| By Deputado Estadual Marcelo Freixo PSOL-RJ [CC-BY-2.0 (http://creativecommons.org/licenses/by/2.0)], via Wikimedia Commons |
Entiendo que el teólogo Leonardo Boff, tenga un cierto pudor en contar como se produjo, en 1985, el proceso en el que entonces el cardenal Ratzinger, Prefecto de la Congregación de la Fe, heredera de la vieja Santa Inquisición, le condenó al silencio. Ratzinger sería el próximo papa, Benedicto XVI.

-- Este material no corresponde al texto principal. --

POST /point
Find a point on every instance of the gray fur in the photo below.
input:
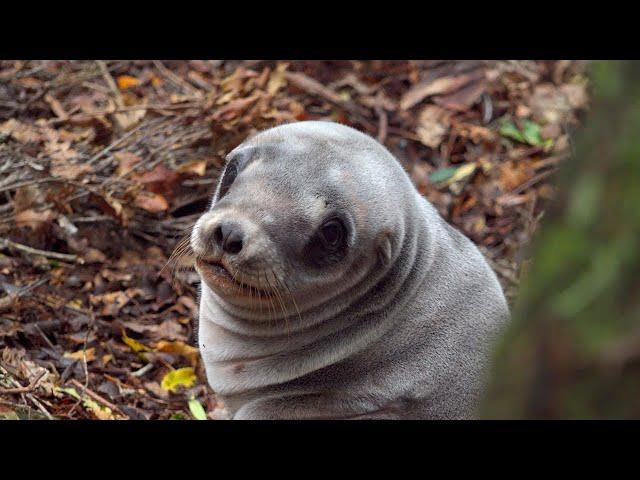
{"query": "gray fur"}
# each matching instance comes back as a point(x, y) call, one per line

Yo, aquel día, estaba con Boff en Roma. Cenó la noche anterior en mi casa, donde había convidado a un puñado de periodistas amigos míos para arroparle. Boff, que tenía, 47 años, estaba nervioso y preocupado. No sabía como se iba a desarrollar el proceso contra él en el Vaticano. No le habían informado de nada. Sólo que estuviera allí a las nueve de la mañana. El teólogo, siempre amable, parecía un niño entre temeroso y emocionado. Nos enseñó una carpeta con miles de firmas en apoyo suyo. Nos preguntó si sería oportuno entregárselas a Ratzinger. Indagamos sobe aquellas firmas y nos dijo con candor: “De prostiutas cristianas brasileñas”.